No se puede escapar de este hecho; el juego es de suma cero: o los humanos son algo cualitativamente diferente del resto de la biosfera, sublimados por sus almas y las responsabilidades que les corresponden, o no lo son. Y una sociedad que elige creer en lo segundo es una sociedad donde ninguna persona tiene motivo para aspirar a algo más allá de la gratificación de los instintos o deseos que compartimos con los animales. Un mundo que niega el alma podría diseñar un contrato social utilitarista. Pero el bien y el mal carecerían de significado; para el individuo, solo existiría el frío cálculo de la supervivencia biológica y la búsqueda del placer.
La noción no es nueva, por supuesto. La humanidad ha encontrado “materialistas” (aquellos que ven la realidad limitada enteramente a lo físico) en varias ocasiones. Personas empeñadas en despojar de espiritualidad a la esencia humana fueron los sumos sacerdotes de la Era de la Razón y los días gloriosos del comunismo.
Los primeros “materialistas” pueden haber sido los antiguos griegos, quienes colocaron dioses caprichosos donde hoy algunos profesores buscan ubicar nervios y sinapsis.
Grecia, centrada en la razón y la investigación, celebró sin precedentes el mundo físico. Cientos de años antes de la Era Común, Eratóstenes calculó la circunferencia de la Tierra con un margen de error del 1 %; Euclides desarrolló la geometría; Aristarco propuso una teoría heliocéntrica del sistema solar. Y la investigación de los griegos sobre el mundo físico incluyó, de manera destacada, al ser humano.
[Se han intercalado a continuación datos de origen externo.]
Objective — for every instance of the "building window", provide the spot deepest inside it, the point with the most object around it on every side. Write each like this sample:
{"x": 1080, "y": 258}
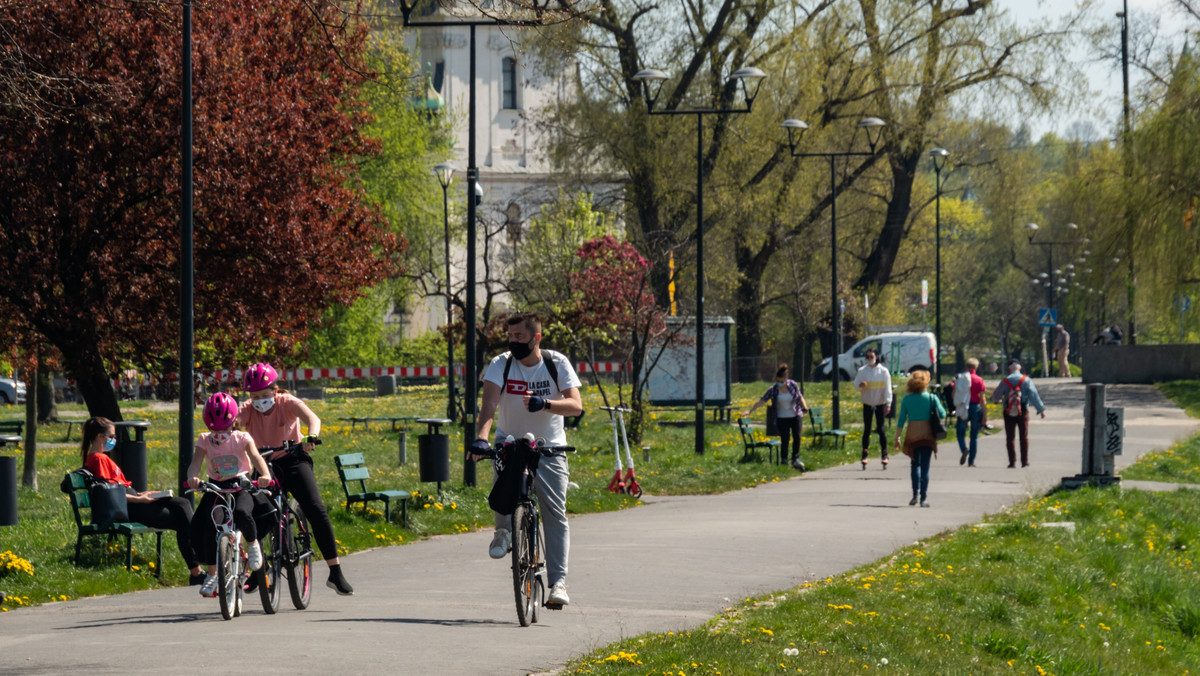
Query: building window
{"x": 509, "y": 83}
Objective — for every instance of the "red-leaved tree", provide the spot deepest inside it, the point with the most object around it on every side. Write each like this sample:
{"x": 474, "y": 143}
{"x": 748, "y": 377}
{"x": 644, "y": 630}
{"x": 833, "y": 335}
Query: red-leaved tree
{"x": 613, "y": 303}
{"x": 90, "y": 179}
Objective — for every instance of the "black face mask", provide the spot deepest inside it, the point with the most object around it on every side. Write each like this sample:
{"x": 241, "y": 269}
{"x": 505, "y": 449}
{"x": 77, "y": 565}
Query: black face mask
{"x": 520, "y": 350}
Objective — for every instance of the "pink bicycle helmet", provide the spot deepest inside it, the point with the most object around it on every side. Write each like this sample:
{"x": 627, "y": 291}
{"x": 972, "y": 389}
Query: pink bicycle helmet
{"x": 259, "y": 377}
{"x": 220, "y": 412}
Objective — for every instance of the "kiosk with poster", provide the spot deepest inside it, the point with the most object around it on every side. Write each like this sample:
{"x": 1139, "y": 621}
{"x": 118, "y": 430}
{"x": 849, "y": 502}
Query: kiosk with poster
{"x": 672, "y": 381}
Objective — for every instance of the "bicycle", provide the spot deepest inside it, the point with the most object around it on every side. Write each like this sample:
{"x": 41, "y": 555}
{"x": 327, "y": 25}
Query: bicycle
{"x": 288, "y": 545}
{"x": 232, "y": 568}
{"x": 525, "y": 524}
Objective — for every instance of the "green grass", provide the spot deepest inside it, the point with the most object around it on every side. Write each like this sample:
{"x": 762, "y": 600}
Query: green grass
{"x": 45, "y": 538}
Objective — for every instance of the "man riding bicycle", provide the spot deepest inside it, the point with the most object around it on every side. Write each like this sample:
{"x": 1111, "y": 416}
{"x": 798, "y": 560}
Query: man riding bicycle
{"x": 533, "y": 389}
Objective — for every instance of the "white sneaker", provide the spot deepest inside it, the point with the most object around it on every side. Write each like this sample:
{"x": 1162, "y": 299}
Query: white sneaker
{"x": 255, "y": 554}
{"x": 502, "y": 543}
{"x": 558, "y": 593}
{"x": 209, "y": 587}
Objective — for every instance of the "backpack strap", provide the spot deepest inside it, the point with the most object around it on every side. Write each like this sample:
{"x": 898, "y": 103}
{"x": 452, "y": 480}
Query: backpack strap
{"x": 545, "y": 359}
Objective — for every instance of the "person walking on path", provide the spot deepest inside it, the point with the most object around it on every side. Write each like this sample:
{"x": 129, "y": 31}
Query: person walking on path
{"x": 969, "y": 402}
{"x": 1062, "y": 350}
{"x": 789, "y": 406}
{"x": 916, "y": 412}
{"x": 533, "y": 389}
{"x": 874, "y": 383}
{"x": 1018, "y": 392}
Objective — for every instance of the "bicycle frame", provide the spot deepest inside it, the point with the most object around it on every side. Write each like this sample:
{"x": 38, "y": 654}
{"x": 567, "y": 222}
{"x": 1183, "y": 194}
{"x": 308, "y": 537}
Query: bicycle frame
{"x": 231, "y": 582}
{"x": 528, "y": 557}
{"x": 291, "y": 543}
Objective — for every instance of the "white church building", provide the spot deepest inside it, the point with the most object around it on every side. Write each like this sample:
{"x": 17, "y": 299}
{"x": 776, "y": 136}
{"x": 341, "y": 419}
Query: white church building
{"x": 511, "y": 88}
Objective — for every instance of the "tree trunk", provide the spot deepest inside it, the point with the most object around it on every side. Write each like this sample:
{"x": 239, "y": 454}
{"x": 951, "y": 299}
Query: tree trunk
{"x": 29, "y": 473}
{"x": 47, "y": 406}
{"x": 882, "y": 257}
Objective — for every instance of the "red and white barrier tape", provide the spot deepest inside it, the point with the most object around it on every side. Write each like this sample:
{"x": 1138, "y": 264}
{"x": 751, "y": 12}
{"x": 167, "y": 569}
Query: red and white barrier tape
{"x": 345, "y": 372}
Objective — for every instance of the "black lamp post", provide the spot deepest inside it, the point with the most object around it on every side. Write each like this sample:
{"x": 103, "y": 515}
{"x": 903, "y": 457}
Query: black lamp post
{"x": 445, "y": 175}
{"x": 652, "y": 81}
{"x": 186, "y": 265}
{"x": 471, "y": 372}
{"x": 796, "y": 129}
{"x": 939, "y": 155}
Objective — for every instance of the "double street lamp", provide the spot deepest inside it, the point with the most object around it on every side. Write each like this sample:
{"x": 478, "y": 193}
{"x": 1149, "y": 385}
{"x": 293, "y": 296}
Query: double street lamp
{"x": 445, "y": 175}
{"x": 652, "y": 79}
{"x": 796, "y": 129}
{"x": 939, "y": 155}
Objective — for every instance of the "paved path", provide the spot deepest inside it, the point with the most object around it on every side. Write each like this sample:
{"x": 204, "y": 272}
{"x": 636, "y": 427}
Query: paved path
{"x": 442, "y": 606}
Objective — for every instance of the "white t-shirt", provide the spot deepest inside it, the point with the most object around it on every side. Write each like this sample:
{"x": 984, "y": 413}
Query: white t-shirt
{"x": 510, "y": 412}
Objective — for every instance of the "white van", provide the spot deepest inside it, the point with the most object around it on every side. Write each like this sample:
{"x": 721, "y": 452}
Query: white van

Pero solo como espécimen físico, esencialmente un animal.
En consecuencia, gran parte del pensamiento helenista giraba en torno a la creencia de que el disfrute de la vida era el objetivo más valioso del hombre. Las palabras “cínico”, “epicúreo” y “hedonista” derivan de escuelas filosóficas griegas.
El Shabat negaba la naturaleza continua del mundo físico.
Así, casi lógicamente, la cultura griega veía el enfoque judío en lo divino como un agravio. El Shabat negaba la naturaleza continua del mundo físico; la circuncisión implicaba que el cuerpo es imperfecto; el calendario judío impartía santidad donde solo hay periodicidad mundana; y el recato o cualquier límite al placer físico eran simplemente antinaturales.
Los griegos tenían sus “dioses”, claro, pero eran diametralmente opuestos a la santidad, modelados totalmente sobre los peores ejemplos de seres humanos, evidenciando las inclinaciones más bajas. Y mientras los filósofos helenistas hablaban de un “alma”, ellos usaban la palabra solo para referirse a lo que nosotros llamaríamos personalidad o intelecto. La idea de un ser “a imagen de Dios, de un alma que puede elegir y merecer existencia eterna” era completamente indigerible para la cosmovisión griega.
Así como es indispensable para la judía. Con el paso de los siglos y el ejemplo de quienes vivieron la fe judía, la humanidad heredó la idea revolucionaria de que es especial dentro de la creación y tiene la responsabilidad de vivir como tal; que nuestras almas son eternas y que nuestras acciones importan.
Janucá es cuando nos enfocamos en la diferencia crucial entre los ideales que animaban al pueblo judío y los que encarnaba el helenismo. Que la santidad que se filtre este año en el mundo a través de las velas de Janucá en los hogares judíos ayude a contrarrestar los intentos contemporáneos de negar la realidad y deje un mundo más lleno de alma.